Für dieses kluge Regiekonzept wurde Bastian Kraft am 14. Mai 2018 der Friedrich-Luft-Preis überreicht, ein von der „Berliner Morgenpost“ seit 1992 vergebener Theaterpreis. Angenehm konkret sind die Dialoge, anregend subtil ist die Inszenierung. „Tod eines Handlungsreisenden“ von Arthur Miller gewinnt durch Kraft eine gegenwärtige Brisanz. Der Zeitgeist, der das Stück in seinem Entstehungsjahr 1949 umgab, ist auch im Jahr 2018 zu spüren. Wenn Happy und Biff Loman hitzig darüber diskutieren, worin eigentlich der Sinn ihres Daseins bestünde, warum sie Dinge tun, die sie eigentlich nicht tun wollen, weil verlangt wird, dass sie es tun. Perfekter Business-Karriere-Plan für den Lifestyle in der Metropole statt Farm und Vieh auf dem Land. Was davon macht glücklich?

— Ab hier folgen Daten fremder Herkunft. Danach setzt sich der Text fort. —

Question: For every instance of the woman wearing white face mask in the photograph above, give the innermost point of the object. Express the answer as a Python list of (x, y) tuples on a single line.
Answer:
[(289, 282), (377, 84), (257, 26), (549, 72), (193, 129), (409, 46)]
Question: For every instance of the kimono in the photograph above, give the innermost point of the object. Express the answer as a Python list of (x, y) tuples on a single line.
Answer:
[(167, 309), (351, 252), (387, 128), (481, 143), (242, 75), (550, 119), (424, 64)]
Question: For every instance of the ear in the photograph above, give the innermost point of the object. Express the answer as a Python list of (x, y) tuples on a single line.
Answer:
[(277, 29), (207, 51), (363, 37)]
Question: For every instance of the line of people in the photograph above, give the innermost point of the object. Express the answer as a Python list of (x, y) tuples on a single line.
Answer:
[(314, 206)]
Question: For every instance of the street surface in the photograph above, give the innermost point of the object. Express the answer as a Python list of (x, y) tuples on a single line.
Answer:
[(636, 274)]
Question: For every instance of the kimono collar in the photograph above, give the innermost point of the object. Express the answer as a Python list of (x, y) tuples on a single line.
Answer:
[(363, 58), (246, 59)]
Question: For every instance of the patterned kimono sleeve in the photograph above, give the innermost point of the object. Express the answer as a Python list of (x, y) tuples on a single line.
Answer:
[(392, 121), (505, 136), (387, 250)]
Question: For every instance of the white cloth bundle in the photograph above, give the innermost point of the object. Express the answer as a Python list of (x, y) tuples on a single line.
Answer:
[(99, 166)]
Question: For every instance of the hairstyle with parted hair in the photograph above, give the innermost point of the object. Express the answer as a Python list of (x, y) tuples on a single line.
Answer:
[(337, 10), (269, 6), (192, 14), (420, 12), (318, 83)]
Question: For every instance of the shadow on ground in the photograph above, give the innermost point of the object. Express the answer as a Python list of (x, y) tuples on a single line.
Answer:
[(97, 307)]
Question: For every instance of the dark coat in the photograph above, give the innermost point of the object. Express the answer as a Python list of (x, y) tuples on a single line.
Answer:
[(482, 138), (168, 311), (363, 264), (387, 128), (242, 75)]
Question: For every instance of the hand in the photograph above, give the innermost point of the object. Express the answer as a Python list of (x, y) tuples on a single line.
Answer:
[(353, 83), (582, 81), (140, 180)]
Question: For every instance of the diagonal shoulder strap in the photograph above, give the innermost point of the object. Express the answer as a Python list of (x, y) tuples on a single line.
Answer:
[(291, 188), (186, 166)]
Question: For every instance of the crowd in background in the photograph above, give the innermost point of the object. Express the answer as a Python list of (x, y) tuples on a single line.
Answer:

Für Willy Loman ist Glück gekoppelt an soziales Ansehen. Das verschafft er sich mit einem in seinen Augen höchst anerkanntem Beruf. Der bringt Geld, Geld Macht und Möglichkeiten. Man brauche also nur tüchtig zu arbeiten, um seines eigenen Glückes Schmied zu sein. Es ist die Idee des amerikanischen Traums. Für Willy Loman endet sein obsessives Streben jedoch tödlich. In Krafts Inszenierung steht sein Tod am Beginn. Schwarz gekleidet versammeln sich Willys Hinterbliebene um das kahle Möbilar, versuchen zu verstehen, was ihn in den Selbstmord getrieben hat. Ein Vorausblick auf den Rückblick.

Bastian Kraft gelingt mit psychologischer Genauigkeit eine feinfühlige Schauspielführung, mit wenigen, aber konsequent durchdachten visuellen Mitteln ein Theaterabend, der mit purer Ernsthaftigkeit ein ernüchterndes wie mitleidendes Gefühl für diese eigentlich fiktiven, aber doch so greifbar-realistischen Figuren heraufbeschwört.